Internal Implementation Disclosure - Internal Error Message Leakage
As we briefly mentioned in HTTP Fingerprinting, application error messages can reveal the server software used. This is normally done through internal exception messages, which leak to the top and are shown to the user. Common errors include being unable to access the database, data not being validated, and null reference exceptions.
Most website owners create a custom 404 error page when something isn't found, but the 500 internal server error page is often omitted.
Certainly, for ASP.Net error messages, the Yellow Screen of Death details the error in question, including line numbers and actual lines of code that failed. This can also reveal database errors, SQL queries, or connection string details. This is a gold mine for malicious hackers to compromise your application.
Further information includes the file path to the file causing the error, a full stack trace showing the current execution path, server details, and exact version information. This is a massive security leak, and you should do all you can to hide this information on a custom error page, which only gives out the information that the public should see - a human-readable error.
Of course, you should test the code and eliminate problems like this before the application reaches production. Performing an action on a website and being presented with an error message, default or custom, still identifies an area of the site that contains code that may have a vulnerability and deserves further investigation. We'll see more on this in the SQL injection tutorial.

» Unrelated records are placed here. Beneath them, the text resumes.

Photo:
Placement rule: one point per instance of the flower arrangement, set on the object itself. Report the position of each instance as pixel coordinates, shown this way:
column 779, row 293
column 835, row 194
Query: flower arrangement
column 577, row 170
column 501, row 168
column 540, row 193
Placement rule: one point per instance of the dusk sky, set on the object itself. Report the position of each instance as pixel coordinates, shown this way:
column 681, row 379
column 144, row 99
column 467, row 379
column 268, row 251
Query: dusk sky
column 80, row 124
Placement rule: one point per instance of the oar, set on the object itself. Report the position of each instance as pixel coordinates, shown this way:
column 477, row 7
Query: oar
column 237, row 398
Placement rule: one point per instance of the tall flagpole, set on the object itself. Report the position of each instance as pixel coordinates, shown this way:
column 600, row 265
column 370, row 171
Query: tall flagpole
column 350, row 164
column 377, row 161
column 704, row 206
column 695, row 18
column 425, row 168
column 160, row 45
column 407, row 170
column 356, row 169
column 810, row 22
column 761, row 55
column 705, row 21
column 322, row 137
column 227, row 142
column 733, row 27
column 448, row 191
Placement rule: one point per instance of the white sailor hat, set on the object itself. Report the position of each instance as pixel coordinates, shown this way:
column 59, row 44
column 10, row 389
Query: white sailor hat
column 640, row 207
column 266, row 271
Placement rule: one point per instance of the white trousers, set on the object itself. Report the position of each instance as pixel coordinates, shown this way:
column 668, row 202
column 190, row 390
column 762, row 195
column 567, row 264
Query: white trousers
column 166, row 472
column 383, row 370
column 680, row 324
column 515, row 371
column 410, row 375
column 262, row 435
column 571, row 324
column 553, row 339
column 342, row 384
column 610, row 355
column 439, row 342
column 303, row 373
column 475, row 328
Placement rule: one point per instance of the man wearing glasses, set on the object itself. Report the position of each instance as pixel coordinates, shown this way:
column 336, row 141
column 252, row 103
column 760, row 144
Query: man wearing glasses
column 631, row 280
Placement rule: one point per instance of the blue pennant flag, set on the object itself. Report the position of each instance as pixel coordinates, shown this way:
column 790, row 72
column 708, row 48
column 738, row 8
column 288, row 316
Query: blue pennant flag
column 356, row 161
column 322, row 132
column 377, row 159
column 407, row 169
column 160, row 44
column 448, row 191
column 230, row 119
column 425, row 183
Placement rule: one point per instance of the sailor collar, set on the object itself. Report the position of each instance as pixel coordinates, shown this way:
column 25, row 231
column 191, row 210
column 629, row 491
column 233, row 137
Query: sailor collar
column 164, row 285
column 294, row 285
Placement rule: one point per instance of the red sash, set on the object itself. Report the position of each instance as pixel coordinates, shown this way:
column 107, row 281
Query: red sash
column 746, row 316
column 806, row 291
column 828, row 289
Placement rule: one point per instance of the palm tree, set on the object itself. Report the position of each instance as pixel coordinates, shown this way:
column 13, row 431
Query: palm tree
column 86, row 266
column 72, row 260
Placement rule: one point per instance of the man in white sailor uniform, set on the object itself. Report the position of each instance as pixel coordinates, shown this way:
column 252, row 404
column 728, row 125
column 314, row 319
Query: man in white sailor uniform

Internal Implementation Disclosure - Poor Access Controls
The last thing we will look at is areas with poor or no access controls for diagnostic information tracing information, backups, and server logs. ASP.Net has several areas that may be enabled or installed, and without proper access controls, it has proven to be a gold mine for malicious attackers. The built-in trace tool will store page requests and errors in a log accessed at /trace.asd. Another popular logger is Elmah, a logging extension that logs to a publicly accessible resource. Logging frameworks log details in very predictable paths, all of which will be scanned by an attacker. If it's unprotected, you are open to attacks.
Some smaller websites store backups and logs in a folder in publicly accessible areas of the site, or worse still, a developer may log information in a publicly available area because it's easy to access. Although not advertised, it is still accessible.